The Effect of Laser Spot Diameter at Selective Laser Melting of Fe-Based Amorphous Alloy
摘要
Fe-based bulk metallic glasses are a very promising material class due to its remarkable soft-magnetic properties. Such material can be obtained by cooling of the melt at very high cooling rate, which can be reached within the framework of one of the most popular additive manufacturing technologies—selective laser melting. To control and manage the key soft-magnetic amorphous-nanocrystalline material parameters determining its magnetic properties—density and amorphization degree, it is vital to understand the influence of production process factors. The impact of the laser spot diameter on the phase composition, density, microstructure, magnetic properties of the FeSiCrB alloy (KUAMET 6B2) was investigated by preparing and studying the samples obtained via selective laser melting.
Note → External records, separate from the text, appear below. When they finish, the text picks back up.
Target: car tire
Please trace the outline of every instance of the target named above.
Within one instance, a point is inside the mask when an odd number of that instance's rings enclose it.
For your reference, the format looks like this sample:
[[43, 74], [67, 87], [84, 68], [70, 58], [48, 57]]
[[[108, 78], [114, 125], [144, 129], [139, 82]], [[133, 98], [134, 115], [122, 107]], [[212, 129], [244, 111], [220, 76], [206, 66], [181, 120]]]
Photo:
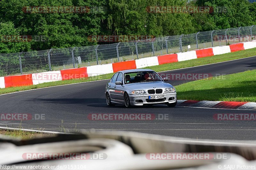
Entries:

Samples were obtained in nitrogen atmosphere via two selective laser melting systems: one with laser spot diameter of 80 µm and other with laser spot diameter of 40 µm using same basic selective laser melting parameters (excluding hatch distance parameter which was halved in experiment with reduced laser spot diameter). In result, original data on the impact of halving the laser spot diameter on amorphization degree, microstructure, and magnetic characteristics was obtained for different selective laser melting parameters combinations. Complex analysis of the novel obtained results can be used for production development of selective laser melted Fe-based amorphous-nanocrystalline alloys, more precise process parameters optimization and further investigation of the selective laser melted amorphous-nanocrystalline Fe-based alloys.